Mais ce test l'excita un peu. Enfin, il allait comprendre les zones d'ombres de sa vie. Le pourquoi du comment. Bref, s'il n'avait pas écrit ses mémoires, ni même pratiqué la généalogie, ce petit retour en arrière ne lui déplaisait pas.

« Je vous écoute, Jan »

Gabriel s'impatientait. Que devait-il lui dire ?

Lui qui avait cru à un au-delà plus complexe plus sérieux, il se rendait compte que la fameuse formule « ce qui est en haut est comme ce qui est en bas » s'appliquait surtout à la connerie. Etait-ce possible ?  Lui, Jan, avait travaillé à déchiffrer les textes sacrés, à décrypter les moindres signes, le plus petit symbole, en espérant s'approcher d'un Dieu génial qui au « top » lui expliquerait la grande horloge. Il n'avait pas eu la chance d'avaler, sans restriction les vérités toutes faites d'une religion fabriquée par ses ancêtres. Mais pourtant une petite musique l'avait invité à travailler cette approche de Dieu. "Aide toi et le Ciel t'aidera…"

Le temps était donc venu, dans un instant, il saurait pourquoi le monde existait. Enfin on lui donnerait le but de l'existence du « tout », comme du " rien". Le " tout" était-il né du "  rien " ? Il aurait enfin La réponse !

Là, dans cette après mort terrestre, il deviendrait « l'Elu » qu'il avait toujours espéré devenir. Espéré !

La réalité était tout autre, un ange lui barrait encore la route vers son Dieu Lumière en lui demandant des explications sur sa vie passée. Etait-il tombé dans le labyrinthe d'une administration céleste ?  Sa vie... mais ici, ils la connaissaient tous. Le Ciel, qui était à l'origine de tout et du « Tout », feignait de ne pas connaître son œuvre ! Un gag !

La programmation venait bien d'en haut. Alors à quoi rimait cette mascarade ?

Bien que mort, Jan sentit la moutarde lui monter au nez. Sa vie, ils allaient la connaître et les explications, c'est lui qui allait les demander. Merde alors, ce n'est pas un ange, en phase de recyclage, qui allait l'intimider. Que risquait-il… Il était mort ! Le plus drôle, c'est qu'il n'avait jamais cru aux anges ! Bien, il allait vider son sac. Il ne risquait vraiment plus rien, pour cause… de mort !

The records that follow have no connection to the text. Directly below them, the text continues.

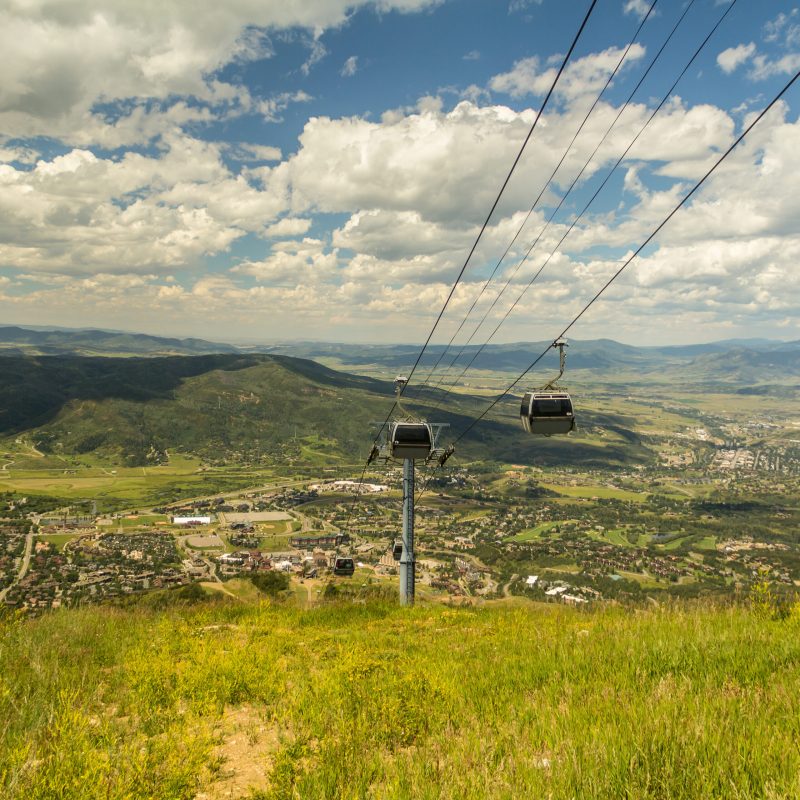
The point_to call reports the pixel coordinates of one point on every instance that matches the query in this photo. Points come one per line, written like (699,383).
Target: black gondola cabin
(344,566)
(410,440)
(547,413)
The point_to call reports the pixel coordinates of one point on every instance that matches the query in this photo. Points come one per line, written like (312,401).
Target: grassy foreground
(356,701)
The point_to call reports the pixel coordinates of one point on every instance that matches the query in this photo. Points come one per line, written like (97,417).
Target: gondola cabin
(410,440)
(344,566)
(547,413)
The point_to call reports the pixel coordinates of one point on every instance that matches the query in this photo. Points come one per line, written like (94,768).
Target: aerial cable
(480,234)
(634,255)
(587,205)
(503,187)
(538,198)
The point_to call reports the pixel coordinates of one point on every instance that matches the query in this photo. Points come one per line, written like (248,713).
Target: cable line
(477,240)
(539,196)
(635,254)
(587,205)
(503,187)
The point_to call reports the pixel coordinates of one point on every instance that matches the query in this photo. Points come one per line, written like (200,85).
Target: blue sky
(269,170)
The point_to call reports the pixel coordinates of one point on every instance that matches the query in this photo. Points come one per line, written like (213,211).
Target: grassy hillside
(355,701)
(246,407)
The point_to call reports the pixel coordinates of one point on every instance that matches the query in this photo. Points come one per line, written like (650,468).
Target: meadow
(368,700)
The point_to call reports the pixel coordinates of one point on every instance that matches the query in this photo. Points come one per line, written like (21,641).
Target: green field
(601,492)
(113,486)
(539,531)
(58,540)
(371,700)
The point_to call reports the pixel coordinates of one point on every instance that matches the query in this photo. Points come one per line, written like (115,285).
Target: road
(23,569)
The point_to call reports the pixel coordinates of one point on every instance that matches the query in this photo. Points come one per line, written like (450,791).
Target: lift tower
(411,440)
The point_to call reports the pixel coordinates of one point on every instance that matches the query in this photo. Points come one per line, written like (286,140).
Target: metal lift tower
(409,441)
(407,560)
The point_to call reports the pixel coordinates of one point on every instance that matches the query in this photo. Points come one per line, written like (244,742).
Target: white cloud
(294,263)
(638,8)
(583,76)
(728,60)
(78,213)
(350,67)
(288,226)
(57,65)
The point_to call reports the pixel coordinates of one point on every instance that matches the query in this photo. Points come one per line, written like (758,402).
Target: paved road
(23,569)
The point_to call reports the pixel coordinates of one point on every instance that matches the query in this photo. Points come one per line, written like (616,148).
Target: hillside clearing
(370,700)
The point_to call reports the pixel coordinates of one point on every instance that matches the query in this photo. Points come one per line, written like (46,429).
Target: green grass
(536,533)
(602,492)
(58,540)
(358,701)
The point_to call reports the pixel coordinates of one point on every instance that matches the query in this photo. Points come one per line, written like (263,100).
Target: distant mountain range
(16,340)
(746,362)
(246,407)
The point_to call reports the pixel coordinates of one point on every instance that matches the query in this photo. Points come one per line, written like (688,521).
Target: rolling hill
(248,407)
(747,362)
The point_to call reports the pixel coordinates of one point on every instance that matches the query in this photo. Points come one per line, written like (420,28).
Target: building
(309,541)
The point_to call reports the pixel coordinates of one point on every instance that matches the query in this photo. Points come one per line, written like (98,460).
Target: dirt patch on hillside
(246,743)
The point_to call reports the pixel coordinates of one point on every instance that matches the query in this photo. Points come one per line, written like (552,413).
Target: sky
(273,170)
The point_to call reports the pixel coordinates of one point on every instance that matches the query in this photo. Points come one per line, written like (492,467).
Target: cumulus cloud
(638,8)
(80,213)
(350,67)
(57,66)
(288,226)
(728,60)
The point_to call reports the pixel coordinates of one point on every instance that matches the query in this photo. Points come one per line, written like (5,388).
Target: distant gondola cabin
(410,440)
(547,413)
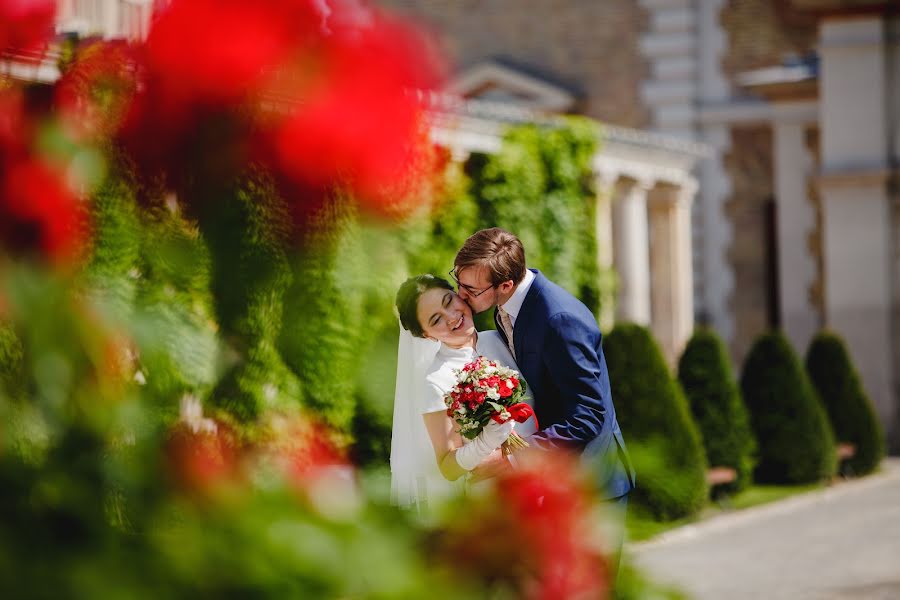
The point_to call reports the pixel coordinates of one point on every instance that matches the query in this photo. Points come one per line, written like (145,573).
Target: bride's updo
(408,300)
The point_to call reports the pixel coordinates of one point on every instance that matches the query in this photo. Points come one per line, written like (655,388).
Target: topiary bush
(849,409)
(704,372)
(796,444)
(656,422)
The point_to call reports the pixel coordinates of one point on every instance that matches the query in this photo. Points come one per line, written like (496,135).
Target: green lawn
(642,527)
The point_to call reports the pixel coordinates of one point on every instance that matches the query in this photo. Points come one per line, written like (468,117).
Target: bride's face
(445,317)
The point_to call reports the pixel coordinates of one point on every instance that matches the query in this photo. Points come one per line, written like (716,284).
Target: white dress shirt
(514,304)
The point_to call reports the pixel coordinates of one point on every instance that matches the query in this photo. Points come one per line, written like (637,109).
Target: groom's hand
(494,465)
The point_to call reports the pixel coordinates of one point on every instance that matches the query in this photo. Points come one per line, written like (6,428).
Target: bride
(437,336)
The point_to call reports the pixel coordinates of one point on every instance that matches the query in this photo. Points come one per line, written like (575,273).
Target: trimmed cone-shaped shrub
(661,435)
(849,409)
(704,372)
(795,441)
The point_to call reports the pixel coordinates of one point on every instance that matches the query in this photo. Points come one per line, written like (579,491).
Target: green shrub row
(779,426)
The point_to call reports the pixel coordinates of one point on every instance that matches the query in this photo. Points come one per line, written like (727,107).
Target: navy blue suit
(558,351)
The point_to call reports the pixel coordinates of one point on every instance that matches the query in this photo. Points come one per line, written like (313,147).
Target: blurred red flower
(39,213)
(25,24)
(200,461)
(533,534)
(219,51)
(94,93)
(358,117)
(13,126)
(305,448)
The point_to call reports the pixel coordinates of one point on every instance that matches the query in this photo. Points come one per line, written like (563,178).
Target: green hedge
(796,444)
(655,419)
(540,187)
(849,409)
(704,372)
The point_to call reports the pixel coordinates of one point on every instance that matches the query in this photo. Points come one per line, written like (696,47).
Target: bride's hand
(495,433)
(494,465)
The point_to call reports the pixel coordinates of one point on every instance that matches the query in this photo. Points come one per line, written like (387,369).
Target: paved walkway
(839,543)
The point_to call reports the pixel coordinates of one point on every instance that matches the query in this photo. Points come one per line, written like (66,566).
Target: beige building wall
(589,46)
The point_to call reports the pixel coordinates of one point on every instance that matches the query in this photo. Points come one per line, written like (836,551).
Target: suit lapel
(499,326)
(525,316)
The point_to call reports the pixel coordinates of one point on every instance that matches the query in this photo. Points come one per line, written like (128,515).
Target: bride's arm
(445,441)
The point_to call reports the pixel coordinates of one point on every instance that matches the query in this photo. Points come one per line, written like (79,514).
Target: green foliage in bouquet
(796,444)
(849,409)
(704,372)
(663,439)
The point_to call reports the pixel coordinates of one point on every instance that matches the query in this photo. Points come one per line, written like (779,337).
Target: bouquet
(484,391)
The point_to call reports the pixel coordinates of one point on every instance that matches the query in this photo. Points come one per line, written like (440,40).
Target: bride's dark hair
(408,300)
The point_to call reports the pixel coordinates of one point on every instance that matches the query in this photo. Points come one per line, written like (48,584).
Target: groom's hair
(498,250)
(407,300)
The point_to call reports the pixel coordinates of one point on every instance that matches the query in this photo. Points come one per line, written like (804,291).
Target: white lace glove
(470,455)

L'ange reprit : " Calmez-vous Jan, vous êtes dans un lieu sacré !" Jan n'y croyait pas… (Façon de parler !) Ce Gabriel profitait de lire dans ses pensées pour le remettre en place. L'inquisition céleste n'avait ni borne ni morale ! Non seulement on lui avait piqué son corps, son véhicule de l'âme et maintenant, on lui volait son intimité. A ce moment là, il eut une pensée pour tous ces suicidés qui voulaient échapper à une vie morose. Si ces malheureux avaient la connaissance de cet au-delà, jamais ils n'auraient osé faire le grand saut. Pire qu'en bas !

Bon le temps passait ; mais dans l'éternité ça ne se voyait pas trop. Et puis Jan était un curieux. Mort pour mort, autant voir ces fameux autres "espaces". Alors il réfléchit longuement sur sa vie… Sa vie…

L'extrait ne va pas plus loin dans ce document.